By MIKE ROBBINS
I, too, was surprised at the tone the Anchorage Daily News took toward Mayor-elect Dave Bronson this weekend, telling him that he doesn’t have the support of half of the people of Anchorage, so he’d better learn to get along with the leftist Assembly.
A great city needs a great newspaper. The newspaper even in today’s world of declining readership and alternative sources of news is critical to a city’s sense of who it is. Clearly based on the writing this weekend, our local paper has decided to take the same approach as many of the national media: Caustic, divisive, and out of touch.
What ever happened to respecting the wisdom of the electorate? What ever happened to the idea that Anchorage residents really do wish success for their next mayor, because the success of the entire city depends on it? Regardless of party or beliefs we are all Alaskans. We have always prided ourselves on being able to have a good political dust-up, shake hands, roll up our sleeves, and get to work.
My hope is that our Assembly will realize and understand that is their charge as leaders in our city, a fact that has obviously escaped the Anchorage Daily News.
The voters in Anchorage decided in April that they wanted a clear choice for the runoff, and they got one. They created a May election that posed two very different philosophies:
- Forrest Dunbar represents a Marxist vision for Anchorage, where work and self-reliance isn’t valued, and where critical race theory is the driving force.

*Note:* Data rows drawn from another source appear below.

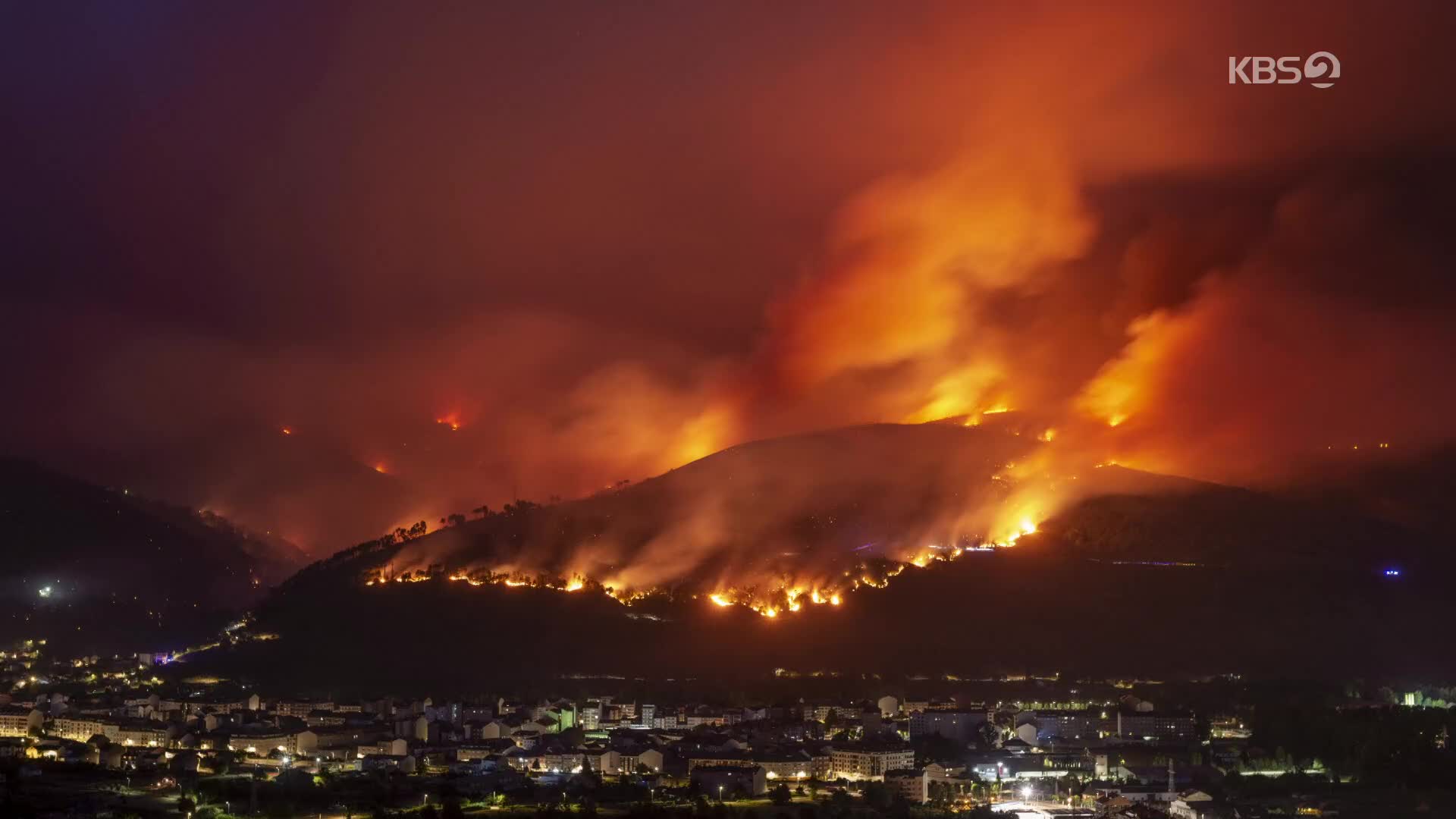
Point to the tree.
(781, 795)
(877, 796)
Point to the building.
(1069, 725)
(959, 725)
(728, 781)
(868, 761)
(1155, 726)
(20, 722)
(913, 786)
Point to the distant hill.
(1277, 585)
(101, 570)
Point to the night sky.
(334, 267)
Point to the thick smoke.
(455, 287)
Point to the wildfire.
(770, 601)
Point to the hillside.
(101, 570)
(1082, 594)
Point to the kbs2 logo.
(1285, 71)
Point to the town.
(137, 736)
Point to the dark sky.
(604, 240)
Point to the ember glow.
(1109, 253)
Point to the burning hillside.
(775, 525)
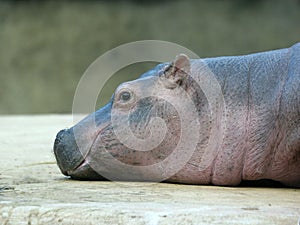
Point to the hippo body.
(261, 123)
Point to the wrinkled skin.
(261, 138)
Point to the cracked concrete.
(33, 191)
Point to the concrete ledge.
(33, 191)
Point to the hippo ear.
(177, 71)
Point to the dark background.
(45, 46)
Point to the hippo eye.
(125, 96)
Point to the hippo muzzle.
(72, 146)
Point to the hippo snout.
(66, 151)
(69, 158)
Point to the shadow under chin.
(262, 183)
(86, 173)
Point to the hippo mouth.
(70, 159)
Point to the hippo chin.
(258, 135)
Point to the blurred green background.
(45, 46)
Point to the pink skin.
(261, 139)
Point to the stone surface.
(33, 191)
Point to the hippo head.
(138, 128)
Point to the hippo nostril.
(66, 151)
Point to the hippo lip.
(84, 162)
(80, 165)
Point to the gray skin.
(261, 138)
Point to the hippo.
(253, 135)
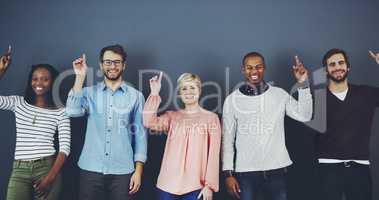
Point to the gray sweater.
(253, 128)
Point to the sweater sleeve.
(150, 118)
(301, 109)
(214, 143)
(77, 103)
(64, 134)
(228, 136)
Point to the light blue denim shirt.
(115, 136)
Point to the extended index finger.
(160, 76)
(9, 50)
(372, 54)
(297, 60)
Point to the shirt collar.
(123, 87)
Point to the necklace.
(34, 119)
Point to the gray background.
(199, 36)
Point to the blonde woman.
(190, 165)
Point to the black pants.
(97, 186)
(348, 179)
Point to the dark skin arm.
(5, 60)
(44, 184)
(135, 180)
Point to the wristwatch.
(228, 173)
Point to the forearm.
(139, 167)
(79, 81)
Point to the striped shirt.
(36, 127)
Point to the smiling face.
(41, 81)
(253, 69)
(189, 92)
(112, 65)
(337, 69)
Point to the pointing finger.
(297, 60)
(160, 77)
(9, 50)
(372, 54)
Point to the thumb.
(200, 194)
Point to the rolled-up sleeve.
(77, 103)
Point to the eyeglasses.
(109, 62)
(256, 67)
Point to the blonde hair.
(186, 77)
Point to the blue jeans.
(272, 184)
(162, 195)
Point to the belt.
(48, 158)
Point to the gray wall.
(204, 37)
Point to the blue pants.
(272, 184)
(162, 195)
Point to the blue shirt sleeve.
(140, 133)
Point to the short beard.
(330, 77)
(114, 78)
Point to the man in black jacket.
(343, 151)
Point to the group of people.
(251, 138)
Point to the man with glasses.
(115, 146)
(254, 152)
(343, 150)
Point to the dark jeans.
(162, 195)
(272, 184)
(350, 179)
(97, 186)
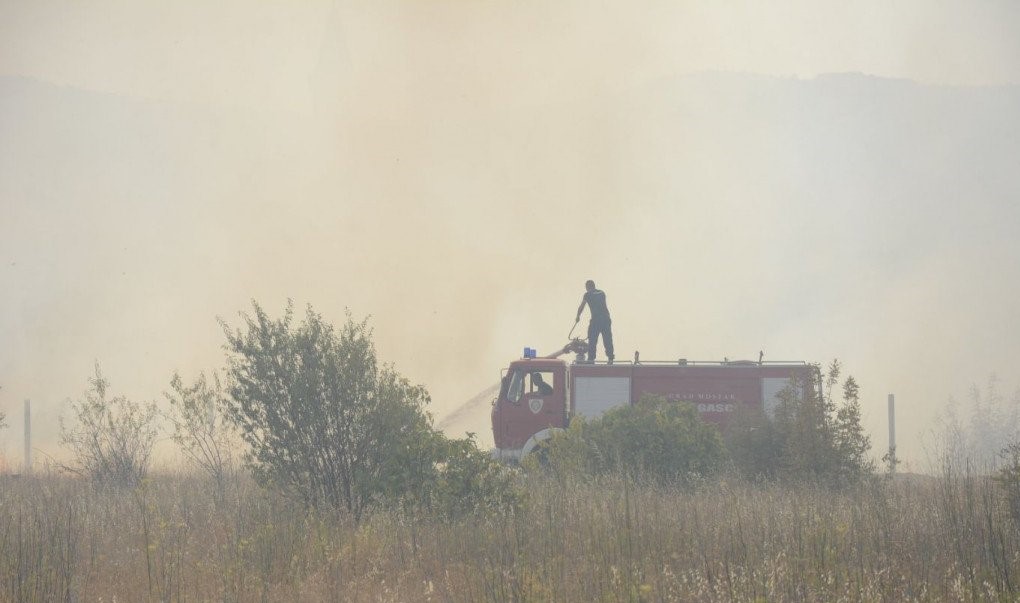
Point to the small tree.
(321, 417)
(110, 439)
(812, 436)
(197, 413)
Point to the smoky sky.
(812, 181)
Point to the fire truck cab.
(540, 396)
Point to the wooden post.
(28, 436)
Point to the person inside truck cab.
(600, 323)
(540, 385)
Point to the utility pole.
(28, 436)
(891, 400)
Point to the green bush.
(813, 436)
(325, 421)
(655, 438)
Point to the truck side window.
(516, 387)
(541, 383)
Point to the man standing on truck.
(600, 323)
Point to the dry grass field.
(182, 539)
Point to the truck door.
(534, 400)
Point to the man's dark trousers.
(595, 329)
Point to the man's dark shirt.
(596, 300)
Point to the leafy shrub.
(110, 439)
(197, 413)
(325, 421)
(656, 438)
(813, 436)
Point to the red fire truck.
(539, 396)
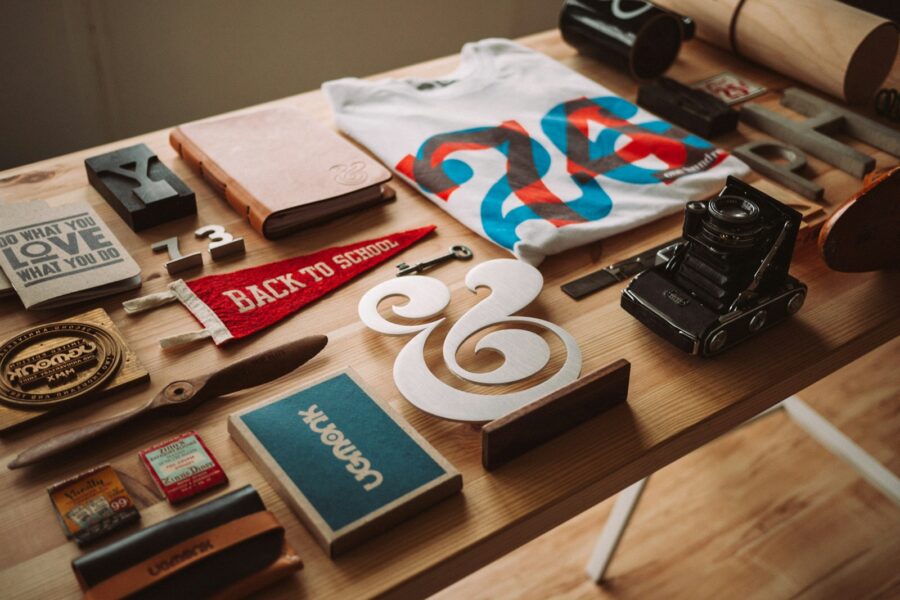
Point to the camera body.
(728, 279)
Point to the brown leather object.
(226, 548)
(864, 233)
(279, 168)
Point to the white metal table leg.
(613, 529)
(843, 447)
(803, 415)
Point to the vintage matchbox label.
(183, 467)
(92, 504)
(730, 88)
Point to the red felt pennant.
(234, 305)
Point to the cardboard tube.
(828, 45)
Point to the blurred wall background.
(75, 73)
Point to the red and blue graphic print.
(616, 153)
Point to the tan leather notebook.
(280, 168)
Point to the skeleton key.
(456, 252)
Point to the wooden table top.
(676, 402)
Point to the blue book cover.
(343, 459)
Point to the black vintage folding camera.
(728, 279)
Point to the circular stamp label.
(53, 363)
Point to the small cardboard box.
(343, 460)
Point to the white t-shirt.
(528, 153)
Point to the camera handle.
(764, 265)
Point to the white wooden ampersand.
(513, 286)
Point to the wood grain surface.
(676, 402)
(762, 513)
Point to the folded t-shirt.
(528, 153)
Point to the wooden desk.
(676, 404)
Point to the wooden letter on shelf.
(530, 426)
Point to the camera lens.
(733, 209)
(731, 223)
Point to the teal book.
(343, 460)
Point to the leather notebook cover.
(216, 549)
(278, 161)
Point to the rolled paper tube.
(838, 49)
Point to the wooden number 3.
(513, 286)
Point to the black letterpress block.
(139, 187)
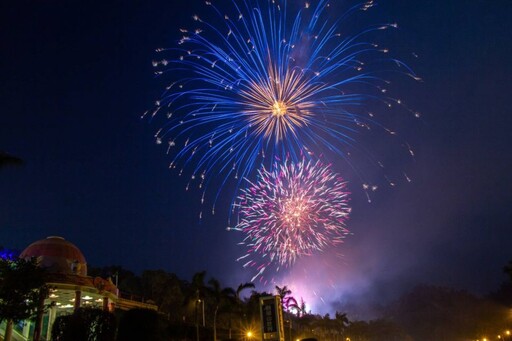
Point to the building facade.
(70, 286)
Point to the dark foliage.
(85, 324)
(22, 285)
(142, 324)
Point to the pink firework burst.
(294, 210)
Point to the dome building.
(70, 286)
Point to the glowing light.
(270, 80)
(291, 211)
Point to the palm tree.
(195, 293)
(219, 297)
(284, 293)
(239, 303)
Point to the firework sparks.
(294, 210)
(266, 81)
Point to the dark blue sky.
(75, 79)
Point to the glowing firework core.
(279, 109)
(292, 211)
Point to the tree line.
(202, 309)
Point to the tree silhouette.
(22, 289)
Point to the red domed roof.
(57, 255)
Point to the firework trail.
(265, 81)
(293, 210)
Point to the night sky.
(75, 79)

He represents a vision of a community where the Constitution is diminished because the founders of the nation were imperfect people. Most of the Anchorage Assembly represents this vision for Anchorage, and it’s terribly sad that they have been put in positions of power.
- Dave Bronson brings a different vision and a new direction after six years of progressive politics: A return to personal freedom and responsibility, smaller government, getting and keeping this town open for business; no more hard-hearted shutdowns. Most importantly, a town that welcomes and supports its small businesses, and has an environment that encourages development and growth.
The voters – more than half of them – remember former Mayor Ethan Berkowitz standing with the protesters last June, declaring, “I look out and I see a crowd full of revolutionaries, and it makes my heart glad.”
They remember him as the bathroom nude-selfie mayor, and they remember his enabler Forrest Dunbar, who rose quickly to defend Berkowitz against the accusations of a television anchorwoman, whose accusations — some of them — were quickly proven.
Anchorage has seen where so-called progressive policies have taken this community – empty storefronts, homeless cities within our city, with people literally defecating on our streets, a school district that’s not educating our children, and all of this causing more and more Anchorageites to migrate to the valley. Progressivism is, at least in Anchorage, regressivism.
The Anchorage Daily News clearly didn’t get the memo: Anchorage wanted to balance out the Assembly with a mayor who displays common sense and compassion.
It’s telling that a person such as Dave Bronson, with literally no name ID among the people at this time last year, could overcome the household name of Forrest Dunbar: We want to go in a different direction. We expect better of our community.
What the editorial writers at the Anchorage Daily News also missed was the deep pain experienced by so many people in Anchorage, and how they felt dismissed by their local government this past year.
The ADN mentioned a woman who burned her mask at the Assembly, evidently missing the point she was making: The woman is deaf, and she was giving clueless Assembly members a real demonstration of the pain and isolation she experienced while unable to read lips, with everyone in the city forced behind a mask.
People came and wept in front of the Assembly about their lives being ruined by the policies of the mayor, approved every other week for nearly a year by the Assembly.
The public spoke about businesses going under, children depressed and suicidal, and they rightfully objected to a wrongheaded policy to develop a poorly planned homeless industry in Anchorage.
What so many of them told me, while I was campaigning this winter for mayor, is that they want more certainty, less seesaw. I listened and I heard: They felt whiplashed by government telling them one thing one week, and going in a different direction the next.
Even now, restaurant owners are worried about ordering inventory, because they have been burned by government policies that led to spoilage and losses in 2020, which they hope and pray they can recover from.
I wish this mayor-elect well. He has an enormous job turning our economy around and giving the business community confidence again.
Unlike the Daily News, I believe Dave Bronson gets it, he understands that he is Mayor elect of all of Anchorage, that he needs to listen to all voices and work to make life better for all of us. It will benefit the newspaper if he is able to do so. They ought to not only give him a chance, but they should give the voters a pat on the back for voting for change.
Mike Robbins is a businessman in Anchorage, owner of the Robbins Agency, who ran for mayor this year.